Leading Causes for Death among Teenage Girls:
1. Self Harm
2. Maternal Conditions
3. HIV/ AIDS
4. Road Injuries
Professor Vikram Patel, a psychiatrist who was recently featured in Time magazine’s 100 most Influential People for his work in global mental health, believes the most probable reason is gender discrimination.
Nishia Lilia Diu continues with the report of a girl, who she names “Rhea”, who attempted suicide twice because of sexual abuse form her boyfriend at school. As “Rhea” tells the reporter,
“Porn was everywhere in my school. My boyfriend was obsessed with it. I told him I was not ready to have sex. One evening he assaulted me in the park. The assaults became routine.”
Professor Patel believes that sexual pressure is a significant factor in girls’ unhappiness. “Rhea” has a different opinion, she says that the strongest pressure comes from online media.

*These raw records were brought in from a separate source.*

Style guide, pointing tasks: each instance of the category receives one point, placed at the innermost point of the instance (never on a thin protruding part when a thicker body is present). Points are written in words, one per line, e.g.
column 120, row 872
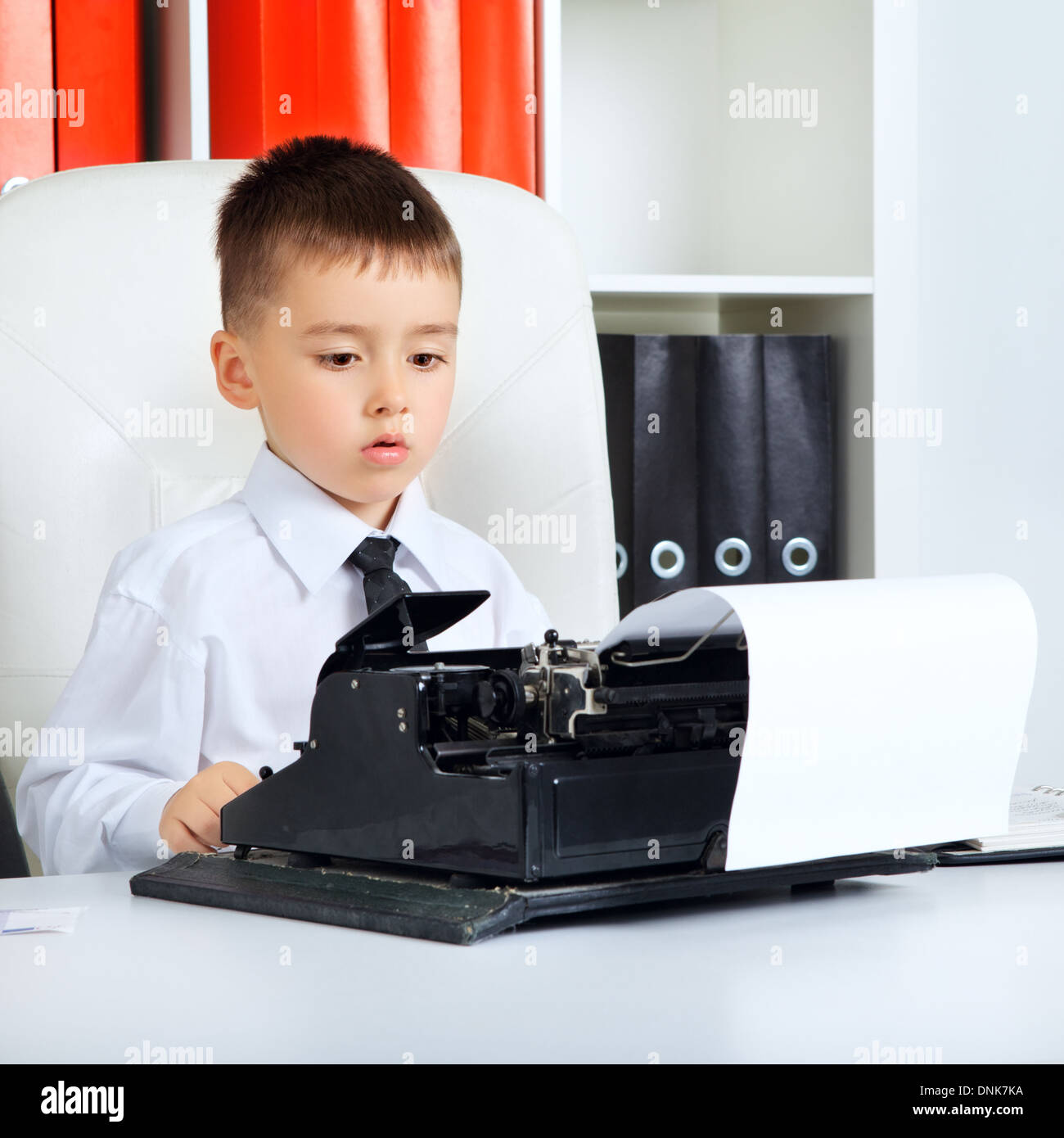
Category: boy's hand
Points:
column 192, row 819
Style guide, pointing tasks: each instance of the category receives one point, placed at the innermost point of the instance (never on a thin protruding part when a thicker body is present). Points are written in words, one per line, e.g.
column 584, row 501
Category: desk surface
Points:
column 967, row 960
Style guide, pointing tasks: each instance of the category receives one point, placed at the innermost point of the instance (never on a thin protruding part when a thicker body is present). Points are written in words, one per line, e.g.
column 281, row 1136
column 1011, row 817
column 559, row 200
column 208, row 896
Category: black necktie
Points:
column 375, row 557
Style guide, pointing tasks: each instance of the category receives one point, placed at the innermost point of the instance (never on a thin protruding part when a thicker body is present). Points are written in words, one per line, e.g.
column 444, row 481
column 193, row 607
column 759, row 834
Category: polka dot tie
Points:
column 375, row 558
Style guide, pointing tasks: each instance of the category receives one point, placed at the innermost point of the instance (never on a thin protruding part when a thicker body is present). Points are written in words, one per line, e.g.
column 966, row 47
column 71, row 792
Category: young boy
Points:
column 340, row 285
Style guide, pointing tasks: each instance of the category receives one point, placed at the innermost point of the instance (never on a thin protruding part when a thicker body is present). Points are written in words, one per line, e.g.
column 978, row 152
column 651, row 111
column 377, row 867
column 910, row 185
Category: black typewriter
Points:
column 528, row 764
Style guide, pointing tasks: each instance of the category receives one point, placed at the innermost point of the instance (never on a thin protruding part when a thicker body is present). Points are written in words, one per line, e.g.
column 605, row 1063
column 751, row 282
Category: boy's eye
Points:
column 426, row 355
column 340, row 361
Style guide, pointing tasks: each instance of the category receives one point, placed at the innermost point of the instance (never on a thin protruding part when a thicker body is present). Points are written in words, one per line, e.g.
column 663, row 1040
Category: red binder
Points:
column 98, row 55
column 426, row 79
column 498, row 91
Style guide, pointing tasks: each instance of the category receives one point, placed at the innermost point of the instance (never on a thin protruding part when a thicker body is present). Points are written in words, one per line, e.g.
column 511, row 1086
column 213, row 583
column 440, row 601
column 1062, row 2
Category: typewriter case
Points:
column 518, row 764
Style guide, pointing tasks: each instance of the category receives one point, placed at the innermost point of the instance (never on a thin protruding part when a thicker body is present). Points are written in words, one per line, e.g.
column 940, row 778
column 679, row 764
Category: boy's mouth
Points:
column 386, row 449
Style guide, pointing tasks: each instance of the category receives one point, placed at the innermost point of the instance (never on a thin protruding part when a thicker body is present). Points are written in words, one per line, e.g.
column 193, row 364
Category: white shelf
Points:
column 706, row 285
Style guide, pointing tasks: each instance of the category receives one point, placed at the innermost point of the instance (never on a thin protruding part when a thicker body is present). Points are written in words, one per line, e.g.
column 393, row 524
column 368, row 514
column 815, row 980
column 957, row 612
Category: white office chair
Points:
column 108, row 298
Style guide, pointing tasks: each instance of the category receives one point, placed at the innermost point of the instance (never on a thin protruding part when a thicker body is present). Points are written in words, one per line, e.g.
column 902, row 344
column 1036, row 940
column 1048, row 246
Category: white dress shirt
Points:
column 206, row 645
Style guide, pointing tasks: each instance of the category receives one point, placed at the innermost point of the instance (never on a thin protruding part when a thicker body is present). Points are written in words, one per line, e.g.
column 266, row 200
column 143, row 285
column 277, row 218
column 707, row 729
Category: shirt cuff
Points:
column 136, row 842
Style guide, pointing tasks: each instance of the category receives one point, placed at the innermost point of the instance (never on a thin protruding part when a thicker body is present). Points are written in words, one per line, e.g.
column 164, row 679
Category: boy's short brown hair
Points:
column 327, row 199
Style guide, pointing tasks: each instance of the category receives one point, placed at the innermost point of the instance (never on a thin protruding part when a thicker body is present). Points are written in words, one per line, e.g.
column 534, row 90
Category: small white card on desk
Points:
column 38, row 919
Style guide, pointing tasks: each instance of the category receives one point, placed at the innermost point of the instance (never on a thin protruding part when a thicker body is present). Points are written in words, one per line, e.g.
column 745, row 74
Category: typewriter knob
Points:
column 501, row 698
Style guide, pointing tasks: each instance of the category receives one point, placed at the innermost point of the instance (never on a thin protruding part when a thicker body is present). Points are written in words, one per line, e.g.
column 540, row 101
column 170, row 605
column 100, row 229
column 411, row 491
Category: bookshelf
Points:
column 697, row 218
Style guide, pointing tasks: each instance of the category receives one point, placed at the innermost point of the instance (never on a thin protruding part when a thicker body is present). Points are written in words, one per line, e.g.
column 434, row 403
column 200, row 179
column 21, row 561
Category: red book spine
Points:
column 98, row 57
column 28, row 142
column 498, row 90
column 353, row 70
column 425, row 66
column 235, row 66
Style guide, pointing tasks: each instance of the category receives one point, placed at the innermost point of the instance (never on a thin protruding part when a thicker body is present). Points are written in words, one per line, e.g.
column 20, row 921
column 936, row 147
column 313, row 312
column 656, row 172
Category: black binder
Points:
column 798, row 458
column 666, row 467
column 732, row 428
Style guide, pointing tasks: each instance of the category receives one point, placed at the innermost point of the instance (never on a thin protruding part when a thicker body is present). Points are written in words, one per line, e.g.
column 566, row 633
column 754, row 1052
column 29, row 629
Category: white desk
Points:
column 929, row 960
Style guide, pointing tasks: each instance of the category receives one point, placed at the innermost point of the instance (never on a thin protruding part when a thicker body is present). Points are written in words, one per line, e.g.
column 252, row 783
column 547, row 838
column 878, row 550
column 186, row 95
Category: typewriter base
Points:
column 426, row 904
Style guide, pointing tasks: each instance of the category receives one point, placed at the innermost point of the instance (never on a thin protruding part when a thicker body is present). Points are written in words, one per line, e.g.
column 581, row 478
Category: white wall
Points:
column 982, row 236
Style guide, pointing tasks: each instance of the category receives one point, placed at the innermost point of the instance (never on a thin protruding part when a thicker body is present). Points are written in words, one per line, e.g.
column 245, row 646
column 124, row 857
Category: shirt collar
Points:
column 312, row 531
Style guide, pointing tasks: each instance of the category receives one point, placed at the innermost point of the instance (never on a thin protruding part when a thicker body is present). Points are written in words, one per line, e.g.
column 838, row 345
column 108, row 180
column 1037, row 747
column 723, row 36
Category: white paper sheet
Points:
column 883, row 714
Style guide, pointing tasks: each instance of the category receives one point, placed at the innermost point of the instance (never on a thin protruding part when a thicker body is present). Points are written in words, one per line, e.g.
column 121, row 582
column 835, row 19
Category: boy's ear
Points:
column 227, row 354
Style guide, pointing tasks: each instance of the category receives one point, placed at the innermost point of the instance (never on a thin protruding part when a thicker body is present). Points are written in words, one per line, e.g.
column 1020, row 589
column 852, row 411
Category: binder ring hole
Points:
column 799, row 557
column 733, row 557
column 667, row 560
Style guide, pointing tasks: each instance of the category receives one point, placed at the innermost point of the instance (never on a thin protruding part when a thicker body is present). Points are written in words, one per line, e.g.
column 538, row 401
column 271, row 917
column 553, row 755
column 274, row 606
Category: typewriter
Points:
column 522, row 765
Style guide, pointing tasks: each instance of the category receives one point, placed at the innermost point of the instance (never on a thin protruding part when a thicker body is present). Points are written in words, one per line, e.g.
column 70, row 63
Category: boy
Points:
column 340, row 285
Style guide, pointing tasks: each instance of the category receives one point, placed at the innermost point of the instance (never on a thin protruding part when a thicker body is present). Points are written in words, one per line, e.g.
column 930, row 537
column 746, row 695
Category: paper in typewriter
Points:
column 883, row 714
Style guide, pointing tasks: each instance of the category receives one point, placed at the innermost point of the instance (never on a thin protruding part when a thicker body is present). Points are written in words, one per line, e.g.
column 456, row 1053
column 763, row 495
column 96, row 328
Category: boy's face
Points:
column 326, row 391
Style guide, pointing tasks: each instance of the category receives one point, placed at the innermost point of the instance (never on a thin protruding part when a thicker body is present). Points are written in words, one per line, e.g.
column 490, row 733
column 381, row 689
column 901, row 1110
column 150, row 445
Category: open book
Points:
column 1035, row 822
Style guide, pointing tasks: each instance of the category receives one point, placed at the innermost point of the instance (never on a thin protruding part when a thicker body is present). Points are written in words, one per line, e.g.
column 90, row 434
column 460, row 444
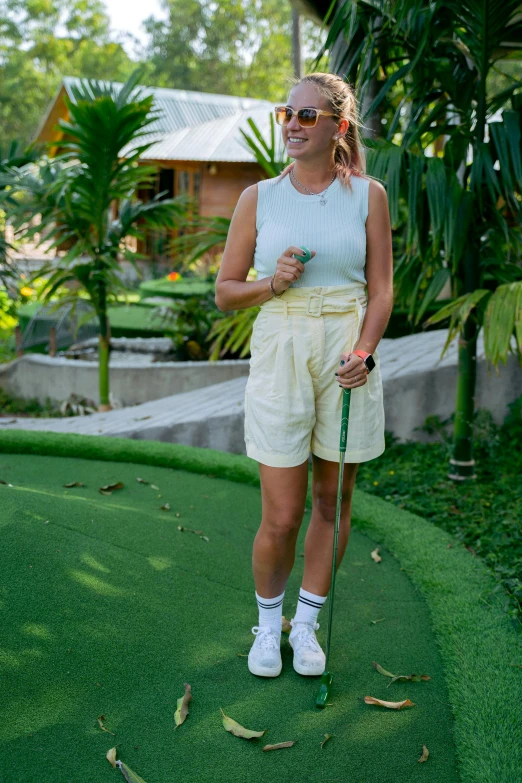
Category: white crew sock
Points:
column 270, row 611
column 308, row 607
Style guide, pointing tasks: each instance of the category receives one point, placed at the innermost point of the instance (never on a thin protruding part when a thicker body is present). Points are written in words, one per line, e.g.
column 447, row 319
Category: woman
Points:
column 316, row 334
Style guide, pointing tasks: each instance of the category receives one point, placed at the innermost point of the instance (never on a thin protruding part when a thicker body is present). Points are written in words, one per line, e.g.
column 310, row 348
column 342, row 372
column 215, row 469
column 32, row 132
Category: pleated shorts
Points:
column 293, row 401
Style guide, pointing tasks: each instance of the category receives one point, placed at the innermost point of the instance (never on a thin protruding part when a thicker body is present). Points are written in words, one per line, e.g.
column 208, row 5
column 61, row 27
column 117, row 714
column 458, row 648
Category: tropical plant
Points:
column 451, row 159
column 86, row 197
column 11, row 156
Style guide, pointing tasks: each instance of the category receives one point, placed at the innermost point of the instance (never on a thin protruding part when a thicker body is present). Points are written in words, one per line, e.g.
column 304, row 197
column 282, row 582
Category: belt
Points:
column 316, row 304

“Kim Kardashian, for example, and all of her waist-training stuff at the moment. Loads of girls at my school are talking about it and they’re unhappy because it makes them feel insecure in themselves and like they have to try to look like that.”
Dr. Amy Chandler, a research fellow at Edinburgh University explains that groups that have less power tend to be more vulnerable.
Young women in parts of the Middle East and South East Asia are some of the most disempowered and marginalised people in the world.
Even in the West, adolescence is a time when girls feel their choices become restricted: that they must look and behave in certain ways to be accepted.
Why did we allow this to happen? Why doesn’t every girl believe that she is special, unique and one of a kind? How can it be that in 2015 we are still talking about gender discrimination?
Educate a girl. I am not just talking about the education they get in school. I am talking about the education of life. I am talking about empowerment and faith.